BenjaminSchaaf / sbnf

A BNF-style language for writing sublime-syntax files
MIT License
58 stars 6 forks source link

Stack overflow without recursion #6

Closed michaelblyons closed 4 years ago

michaelblyons commented 4 years ago

I started working on a Lisp parser. I have middling experience with sublime-syntax, but none at all with BNF. Lisp lets you use almost any character in a symbol so long as it is not only digits and .s. (It gets worse than that with delimiters, but I didn't get that far.) I tried to represent that in the example below, but I blow the stack.

name: Lisp SBNF

main = ( ~( comment
          | symbol
       )  )*
     ;

symbol-char-must-have = '[^\s()\'"/,:;|\d.]|(\\.)'{1: constant.character.escape}; # May not be only digits or periods
symbol-char = '\d' | `.` | symbol-char-must-have ;

symbol =
        symbol-char*
        symbol-char-must-have
        symbol-char*
    ;

comment{comment.line.semicolon} =
        ';+'{punctuation.definition.comment}
        ~'$\n?'
    ;

I don't think there are any loops in the hierarchy, but I am prepared to be wrong.

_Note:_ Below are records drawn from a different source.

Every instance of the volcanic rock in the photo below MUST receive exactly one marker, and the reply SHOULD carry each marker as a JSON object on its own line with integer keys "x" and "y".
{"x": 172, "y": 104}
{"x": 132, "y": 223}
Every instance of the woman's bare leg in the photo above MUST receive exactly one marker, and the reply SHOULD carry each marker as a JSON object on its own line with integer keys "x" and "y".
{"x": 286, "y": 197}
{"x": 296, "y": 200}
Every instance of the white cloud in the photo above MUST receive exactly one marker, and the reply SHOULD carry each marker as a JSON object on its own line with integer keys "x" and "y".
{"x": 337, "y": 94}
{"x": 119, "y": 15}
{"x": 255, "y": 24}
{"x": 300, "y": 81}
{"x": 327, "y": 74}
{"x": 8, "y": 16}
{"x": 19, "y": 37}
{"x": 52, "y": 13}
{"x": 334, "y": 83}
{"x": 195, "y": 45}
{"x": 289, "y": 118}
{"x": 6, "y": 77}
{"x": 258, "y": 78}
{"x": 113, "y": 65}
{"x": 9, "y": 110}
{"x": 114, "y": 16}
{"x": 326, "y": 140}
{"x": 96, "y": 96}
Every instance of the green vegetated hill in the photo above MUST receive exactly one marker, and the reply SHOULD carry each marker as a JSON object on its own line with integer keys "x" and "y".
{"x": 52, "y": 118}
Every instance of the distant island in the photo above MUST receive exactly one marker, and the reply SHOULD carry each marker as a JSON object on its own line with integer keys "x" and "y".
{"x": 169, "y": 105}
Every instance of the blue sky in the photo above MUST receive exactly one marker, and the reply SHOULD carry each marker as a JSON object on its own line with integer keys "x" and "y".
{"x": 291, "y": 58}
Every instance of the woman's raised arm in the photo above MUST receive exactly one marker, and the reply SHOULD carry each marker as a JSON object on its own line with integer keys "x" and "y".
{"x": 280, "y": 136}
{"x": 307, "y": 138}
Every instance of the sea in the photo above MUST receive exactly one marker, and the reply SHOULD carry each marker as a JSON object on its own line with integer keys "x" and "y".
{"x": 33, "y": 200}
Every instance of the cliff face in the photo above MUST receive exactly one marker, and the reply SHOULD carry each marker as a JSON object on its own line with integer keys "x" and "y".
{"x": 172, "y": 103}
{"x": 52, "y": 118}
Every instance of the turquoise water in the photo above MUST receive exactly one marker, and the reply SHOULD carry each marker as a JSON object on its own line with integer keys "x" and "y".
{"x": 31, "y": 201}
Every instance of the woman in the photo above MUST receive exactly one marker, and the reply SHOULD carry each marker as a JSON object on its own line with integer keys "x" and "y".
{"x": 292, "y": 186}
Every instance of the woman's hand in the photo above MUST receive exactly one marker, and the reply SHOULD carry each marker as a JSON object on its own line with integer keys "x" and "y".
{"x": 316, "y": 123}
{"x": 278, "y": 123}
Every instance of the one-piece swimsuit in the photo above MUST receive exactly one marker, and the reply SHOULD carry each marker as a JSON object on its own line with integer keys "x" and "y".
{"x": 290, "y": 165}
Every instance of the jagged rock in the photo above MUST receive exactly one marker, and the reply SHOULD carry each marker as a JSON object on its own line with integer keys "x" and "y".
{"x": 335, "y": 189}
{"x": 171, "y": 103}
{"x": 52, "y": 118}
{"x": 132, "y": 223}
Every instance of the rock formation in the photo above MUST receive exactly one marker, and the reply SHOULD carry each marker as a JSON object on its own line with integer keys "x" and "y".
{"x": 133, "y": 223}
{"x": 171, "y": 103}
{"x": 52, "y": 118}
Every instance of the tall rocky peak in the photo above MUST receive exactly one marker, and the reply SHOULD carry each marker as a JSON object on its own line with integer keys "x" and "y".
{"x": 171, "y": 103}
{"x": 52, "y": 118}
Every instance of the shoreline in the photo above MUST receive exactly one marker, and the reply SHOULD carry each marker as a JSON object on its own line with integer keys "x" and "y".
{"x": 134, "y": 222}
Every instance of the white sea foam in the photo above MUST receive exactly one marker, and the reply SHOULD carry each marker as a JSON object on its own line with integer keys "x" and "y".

BenjaminSchaaf commented 4 years ago

That's a good find. SBNF shouldn't ever get into an infinite loop, but I think this is one of those edge cases that just had to be found through experimentation. The reason it is looping in this case is due to branch points: The symbol must have a branch point as it is ambiguous where symbol-char-must-have is matched, but since the branch point is in a loop SBNF also gets into a loop when trying to exhaustively produce contexts for the branch point.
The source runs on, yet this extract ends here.